Estral reminded him. “Begin with the music.”
When he explained
where the melody he’d requested her to play had come from, she
gazed at him in amazement.
“The guardians
resonated with your music and allowed us to enter the tower. That
begets a lot of new questions, one being how and why they are
responding like that to your playing, and another being why they
were stubborn about letting us through in the first
place.”
“I don’t know about
the latter,” Estral mused, “but as to the former, music is
powerful. It can make you laugh and sing along, or move you to
tears. It has started wars, and brought peace. If the wall’s
strength is really the harmony of the guardians’ song, then it
makes perfect sense to me they should respond to my music. I am,
after all, descended from Gerlrand Fiori, and one certainly gets
the impression from the stories that there was magic in his
music.”
Alton just didn’t
know, but her explanation made as much sense, if not more, than
anything else he could think of. He was also impressed by how
casually she discussed such ideas. He was so used to the antagonism
expressed toward magic by those other than Riders that her
acceptance of it surprised him.
“So you got into the
tower,” Estral said. “Then what?”
Alton removed his
feet from his stirrups and rotated his ankles to stretch his legs.

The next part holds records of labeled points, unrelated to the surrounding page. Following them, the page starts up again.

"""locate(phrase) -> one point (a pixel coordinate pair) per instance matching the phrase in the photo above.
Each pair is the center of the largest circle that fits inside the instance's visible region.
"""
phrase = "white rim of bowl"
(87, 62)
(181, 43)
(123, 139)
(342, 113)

He kept Night Hawk on a very long rein, but the messenger horses
appeared to understand the need to make time, so kept to a fast
walk.
“There was ... there
was lightning,” Alton said. “It struck at anything that moved. Not
regular lightning, but magic.”
“That’s what got
Dale?”
“I did not get
got!” Dale protested. “I was grazed. If
I’d been gotten, I wouldn’t be here talking to you.”
Alton suppressed a
chuckle, thinking she was probably right.
“The tower was in
shambles,” he told Estral. “And there was someone’s skeleton on the
floor. The walls were all blackened with scorch marks. Even worse,
there was something else there. A creature ... or something.” He
shuddered.
“Is that what caused
the lightning?”
“I don’t think so
because it got struck as well. It’s almost as if the tower
generated the lightning.”
“I wonder what the
creature was,” Estral said, “and how it got in there.”
“So do I. If some
evil creature from Blackveil penetrated Tower of the Earth, what’s
to say the other towers aren’t vulnerable as well?”
Dale suddenly halted
Plover.
“What’s wrong?”
Alton demanded.
“My bladder is
sloshing.” She flung her leg over Plover’s neck and slid to the
ground. “I’ll be right back,” she said and dashed into the
woods.
Estral watched
thoughtfully after Dale. “She’s hiding how much that burn hurts,
and the riding is taking a toll.”
He almost retorted
that Riders often rode while injured and bore it, but her
expression was one of genuine concern and he did not want to sound
like an oaf, reinforcing anything Karigan had told her about him
being “mean.” Her approval of him had somehow grown significantly
in importance, so he kept his peace and was content to sit in her
company while they awaited Dale’s return.